9 responses to “Meet the Press excludes mainline church voices”

  1. Mainline – hardly. Sideline – could be. Maybe all that is left is an outline.

  2. Hehehe… And maybe if we don’t wake up, flatline.

  3. Because we lost sight of the goaline?

  4. Are we paying attention to the deadline?

  5. I’ve created a monster! Don’t make me draw the line.

  6. The same phenomenon could be observed when Benedict XVI was elected pope. When JPII was elected, “mainline” representatives were interviewed repeatedly. I watched all of the major news networks during the last papal election – not once did I see an appearance by a “mainline” church leader. Several “mega-church” leaders, however, *were* interviewed.

  7. The MSM has built up its ratings by dramatizing the culture war. On the frontlines of this war are the secularists and the conservatives. According to this version of reality the Catholics and the evangelicals have joined forces and sided with the republicans lock, stock and barrell. There is no room in that narrative for the mailine protestant churches some of which embrace homosexuality have more flexible opinions on abortion, etc. There is also no room in that narrative for the rest of the doctrine of the Culture of Life which favors protecting ministering to the poor and opposes the death penalty and war. You could see this in the lead up to the Iraq war and prior to the election. Every network mentioned the President’s visits to the Vatican, but not one mentioned the Pope John Paul’s statement that the war was “a defeat for humanity” nor are they now covering Pope Benedict’s calls for peace. It just doesn’t make for a good sound bite and the news channels are afraid their ratings might drop if they report something that doesn’t fit with what the perceive is the worldview of the majority of their viewers.

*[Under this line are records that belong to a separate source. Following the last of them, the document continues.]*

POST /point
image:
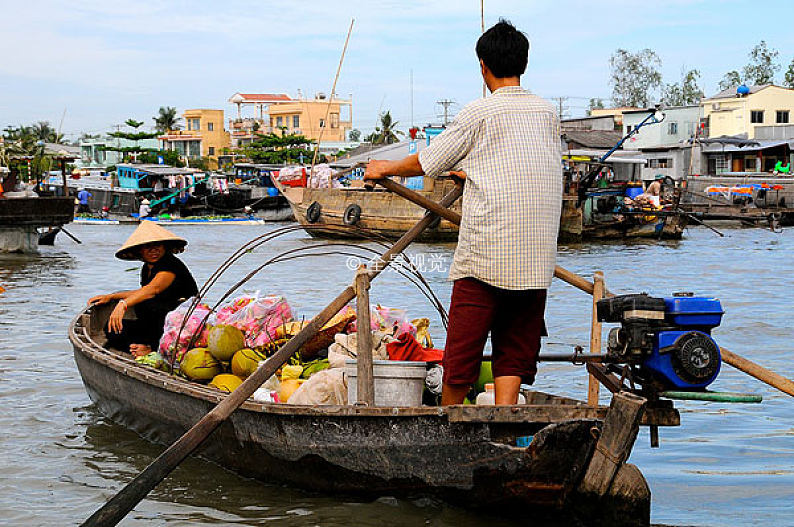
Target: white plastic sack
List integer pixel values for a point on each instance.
(324, 387)
(345, 347)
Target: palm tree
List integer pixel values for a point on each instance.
(167, 119)
(387, 132)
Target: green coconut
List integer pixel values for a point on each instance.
(198, 364)
(486, 376)
(226, 382)
(223, 341)
(245, 362)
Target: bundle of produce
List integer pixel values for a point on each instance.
(324, 337)
(172, 349)
(391, 320)
(258, 317)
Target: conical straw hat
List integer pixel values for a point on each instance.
(149, 232)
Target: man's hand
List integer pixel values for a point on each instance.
(99, 299)
(377, 169)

  8. Thanks for those observations, Chris. Your comments also remind me of 1998 when Clinton took a religious delegation to China that included an archbishop, a rabbi, and two National Association of Evangelical reps. The NCC lobbied to no avail to be included. Clinton has to be one of the most perceptive politicians of the past few decades when it comes to identifying rising power blocks and I think this event said a lot for what he thought about evnagelicals at least in the near future.
    This marginalization of mainliners has been going on for a least a decade or more.

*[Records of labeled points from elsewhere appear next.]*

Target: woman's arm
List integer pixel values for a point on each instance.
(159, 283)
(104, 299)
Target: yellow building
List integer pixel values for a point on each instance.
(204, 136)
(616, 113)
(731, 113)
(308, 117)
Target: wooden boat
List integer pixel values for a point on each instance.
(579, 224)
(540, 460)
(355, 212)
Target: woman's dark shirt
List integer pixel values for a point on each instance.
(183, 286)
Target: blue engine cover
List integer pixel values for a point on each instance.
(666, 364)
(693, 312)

  9. Thanks for your thoughts Kathy. I agree with you that conservative Christianity (less so Catholics) has over identified with the Republican party but the other reality is that the institutional structures of mainline denomination are sold out “lock stock and barrell” to the Democrat party. Yet there is a profound difference here.
    The leadership of evangelical insitutions are usually reflecting a broad majority of their followers. There followers embody what is is being advocated and politicians understand this. In the PCUSA, of those who claim a party affliation, it is two to one Republican yet look at the political statements that come from the institutional arm of the church. There is little embodiment in the rank and file of the values expressed politicians know this.
    I don’t believe you would find PCUSA Republicans on the whole to be as right-wing as some of the evangelical expressions but they would be far more to the center than the insitutional structures allow. If you are a politician counting votes, which are you going to pay more attention to? The values emodied by the masses or the values tauted by organizational operatives.
    Mainliners have no voice because members do not, on the whole, embody the values articulated by their leaders. I am NOT saying the answer is a swing to the far right from the far left. But if we are ever to have a credible voice again, embodiment is going to have to correspond with institutional voice. Evangelicals and Catholics have this.
    Most importantly, we all need to quit basing our policy decisions on political party loyalty and look to God and His Word.